B. Conséquences pour les États autres qu’Israël et pour les Nations Unies
23. Monsieur le président, outre l’impossibilité juridique pour la Palestine de renoncer à exiger d’Israël le respect de ses obligations impératives, le caractère « cogens » de celles-ci et la gravité de leurs violations par Israël ont d’importantes conséquences vis-à-vis des États tiers. Elles sont énumérées a minima à l’article 41 des articles de la CDI.
Des obligations découlant de normes impératives
24. Le Conseil de sécurité et l’Assemblée générale ont de façon récurrente appelé « tous les États [à] ne fournir à Israël aucune assistance qui serait utilisée spécifiquement pour les colonies de peuplement des territoires occupés »223. Plus largement, ils ont également réaffirmé l’obligation des Nations Unies et de tous les États de ne pas reconnaître la situation résultant de l’occupation illicite du territoire palestinien, de ne pas lui apporter aide ou assistance, de faire la distinction entre le territoire palestinien occupé et celui d’Israël, et de respecter et de faire respecter le droit international. Cela implique que la responsabilité d’Israël soit mise en oeuvre et que des moyens pratiques soient adoptés pour assurer l’application des résolutions du Conseil de sécurité.
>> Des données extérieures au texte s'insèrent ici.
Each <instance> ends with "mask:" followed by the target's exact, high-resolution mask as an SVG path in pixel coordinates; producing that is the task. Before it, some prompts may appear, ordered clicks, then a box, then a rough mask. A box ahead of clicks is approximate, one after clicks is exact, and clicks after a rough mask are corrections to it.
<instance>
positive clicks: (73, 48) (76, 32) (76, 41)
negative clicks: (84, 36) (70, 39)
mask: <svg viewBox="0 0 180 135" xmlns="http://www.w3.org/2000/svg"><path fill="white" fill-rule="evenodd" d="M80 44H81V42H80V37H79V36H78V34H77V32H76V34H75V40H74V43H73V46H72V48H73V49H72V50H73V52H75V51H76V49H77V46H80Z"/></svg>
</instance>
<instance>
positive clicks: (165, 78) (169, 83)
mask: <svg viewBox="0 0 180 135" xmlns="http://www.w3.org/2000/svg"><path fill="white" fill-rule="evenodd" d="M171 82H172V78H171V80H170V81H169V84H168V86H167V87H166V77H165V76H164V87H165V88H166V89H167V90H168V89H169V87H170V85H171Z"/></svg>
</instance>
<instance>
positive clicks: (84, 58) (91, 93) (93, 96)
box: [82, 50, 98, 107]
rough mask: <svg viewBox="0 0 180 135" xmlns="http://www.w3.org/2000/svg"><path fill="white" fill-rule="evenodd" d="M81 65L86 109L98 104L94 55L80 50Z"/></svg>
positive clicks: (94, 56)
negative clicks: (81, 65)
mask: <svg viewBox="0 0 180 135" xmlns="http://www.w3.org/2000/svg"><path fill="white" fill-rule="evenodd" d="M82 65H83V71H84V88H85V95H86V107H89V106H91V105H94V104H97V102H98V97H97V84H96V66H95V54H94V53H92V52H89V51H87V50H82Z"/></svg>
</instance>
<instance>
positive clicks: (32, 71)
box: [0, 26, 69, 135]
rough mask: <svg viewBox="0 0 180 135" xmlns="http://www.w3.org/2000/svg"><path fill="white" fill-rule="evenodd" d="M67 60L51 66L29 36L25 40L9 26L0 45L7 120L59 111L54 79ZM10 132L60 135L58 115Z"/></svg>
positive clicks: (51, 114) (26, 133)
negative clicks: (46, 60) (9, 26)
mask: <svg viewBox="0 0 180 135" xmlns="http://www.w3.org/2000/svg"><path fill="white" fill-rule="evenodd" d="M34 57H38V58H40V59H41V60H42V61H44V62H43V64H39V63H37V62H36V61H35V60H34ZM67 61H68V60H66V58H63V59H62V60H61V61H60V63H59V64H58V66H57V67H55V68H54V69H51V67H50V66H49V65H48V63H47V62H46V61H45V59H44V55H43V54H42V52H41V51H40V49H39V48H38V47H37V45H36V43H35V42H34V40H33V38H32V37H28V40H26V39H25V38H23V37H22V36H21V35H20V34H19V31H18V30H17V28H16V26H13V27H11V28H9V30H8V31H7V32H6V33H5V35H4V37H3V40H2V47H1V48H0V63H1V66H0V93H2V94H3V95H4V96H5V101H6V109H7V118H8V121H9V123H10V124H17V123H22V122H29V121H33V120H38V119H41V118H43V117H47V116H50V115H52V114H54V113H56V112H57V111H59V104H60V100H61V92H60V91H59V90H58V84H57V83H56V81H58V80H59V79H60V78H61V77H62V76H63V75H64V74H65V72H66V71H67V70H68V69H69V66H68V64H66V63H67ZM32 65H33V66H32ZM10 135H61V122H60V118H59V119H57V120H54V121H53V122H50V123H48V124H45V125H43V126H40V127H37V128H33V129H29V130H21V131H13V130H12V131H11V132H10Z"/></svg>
25. Monsieur le président, les principes énoncés à l’article 41 décrivent certaines des conséquences indispensables, essentielles, de toute violation grave d’obligations découlant de normes impératives du droit international. De telles normes sont rares, certes ; mais Israël a gravement et systématiquement violé la plupart d’entre elles et persiste à les violer. Il doit en assumer les conséquences et il appartient à la Cour de les lui rappeler et d’en préciser le contenu au regard des faits de l’espèce.
Contenu des obligations
26. Ici encore, par manque de temps et parce que iterare eadem omnia diabolicum, je vous prie de bien vouloir vous reporter aux paragraphes pertinents de nos observations et de nos
222 Voir notamment les résolutions 37/123 F (16 décembre 1982) de l’Assemblée générale, 46/82 A (16 décembre 1991), par. 5, 77/187 (14 décembre 2022), par. 5 et 77/208, (15 décembre 2022), passim.
223 Voir, par exemple, la résolution 465 (1980) du Conseil de sécurité, p. 6, par. 7. Les italiques sont de nous.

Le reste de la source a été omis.